All depends on how much you want to spend.


----------



## RoadRage (May 19, 2012)

Makes you wonder if the Cruze is going to get a performance variant any time soon. I would imagine the Verano Turbo may not hit the rental fleets and may be a low volume production vehicle. The good part is its a Buick and a large percentage of owners may be work-commuting Boomers (so the chance of vehicle molestation is minimal). I would think in 3 years the engine could be had for about 3-4k and the trans around the same.


----------



## jblackburn (Apr 14, 2012)

There's so much room under the hood that I'm sure they had *something* in mind when they designed it 


Sent from my Autoguide iPhone app


----------



## 70AARCUDA (Nov 14, 2010)

...has everybody "overlooked" the fact that GM has made all the computers in these cars 'serialized' so if you swap one out, you have to swap ALL of them or they won't _talk & play_ together? Now, THAT can get expen$ive!


----------



## sciphi (Aug 26, 2011)

70AARCUDA said:


> ...has everybody "overlooked" the fact that GM has made all the computers in these cars 'serialized' so if you swap one out, you have to swap ALL of them or they won't _talk & play_ together? Now, THAT can get expen$ive!

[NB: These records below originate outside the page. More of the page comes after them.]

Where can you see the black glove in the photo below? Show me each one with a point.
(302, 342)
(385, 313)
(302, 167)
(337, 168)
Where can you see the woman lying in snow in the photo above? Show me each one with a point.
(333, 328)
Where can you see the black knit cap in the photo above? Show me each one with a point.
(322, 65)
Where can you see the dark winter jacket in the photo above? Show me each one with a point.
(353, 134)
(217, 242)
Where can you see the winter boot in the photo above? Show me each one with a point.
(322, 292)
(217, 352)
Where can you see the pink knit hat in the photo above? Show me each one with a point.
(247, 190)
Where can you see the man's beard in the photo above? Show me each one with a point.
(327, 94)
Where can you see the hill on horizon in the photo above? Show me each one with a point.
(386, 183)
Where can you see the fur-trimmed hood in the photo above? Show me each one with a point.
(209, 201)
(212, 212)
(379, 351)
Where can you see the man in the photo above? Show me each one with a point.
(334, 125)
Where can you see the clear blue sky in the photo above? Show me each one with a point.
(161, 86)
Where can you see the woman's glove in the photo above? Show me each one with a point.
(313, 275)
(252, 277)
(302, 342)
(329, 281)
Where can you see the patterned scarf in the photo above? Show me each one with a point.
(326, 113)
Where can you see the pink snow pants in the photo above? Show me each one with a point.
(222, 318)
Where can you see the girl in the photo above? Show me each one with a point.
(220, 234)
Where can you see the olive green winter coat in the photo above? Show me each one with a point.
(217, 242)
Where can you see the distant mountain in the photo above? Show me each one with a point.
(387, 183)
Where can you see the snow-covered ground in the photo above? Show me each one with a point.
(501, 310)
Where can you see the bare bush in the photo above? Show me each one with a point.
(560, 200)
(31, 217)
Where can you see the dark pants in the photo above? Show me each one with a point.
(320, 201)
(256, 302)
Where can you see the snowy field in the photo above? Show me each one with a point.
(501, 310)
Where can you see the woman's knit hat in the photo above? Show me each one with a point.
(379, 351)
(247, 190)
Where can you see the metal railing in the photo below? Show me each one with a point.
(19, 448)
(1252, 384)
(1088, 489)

D'oh! I knew something seemed too easy about this...:cussing:


----------



## 70AARCUDA (Nov 14, 2010)

...see page 6 (right side column) of the Februrary (Vol. 14, No. 2) issue of GM's *TechLink™* on-line magazine:

http://enterthezone.net/techlink/wp-content/uploads/2012/04/february_techlink_2012.pdf


----------



## wallbngr (Feb 2, 2012)

SkullCruzeRS said:


> Or just trade in the Cruze for the Verano lol.


My thought exactly , Why go through all the hassle of synking all those computers , The tranny is probably different too .
Maybe they could do a REAL RS with the 2.0


----------



## 70AARCUDA (Nov 14, 2010)

wallbngr said:


> My thought exactly , Why go through all the hassle of synking all those computers , The *tranny is probably dif*ferent too .
> Maybe they could do a REAL RS with the 2.0


...interesting, the *6T45* automatic transmission is physically/functionally *identical*, it's just a "heftier" version of the *6T40* automatic in our Cruzes (uses 3/4"-chain instead of 1/2"), although its TCM _may_ be programmed differently.


----------



## RoadRage (May 19, 2012)

Why not trade for a Verano? I would say because the Cruze looks better from the exterior, plus loads of aftermarket support. The Buick looks like a sleeper but its just too soft. I guess we will have to wait until the Astra Sedan gains steam in Europe before we see any available upgrades.


----------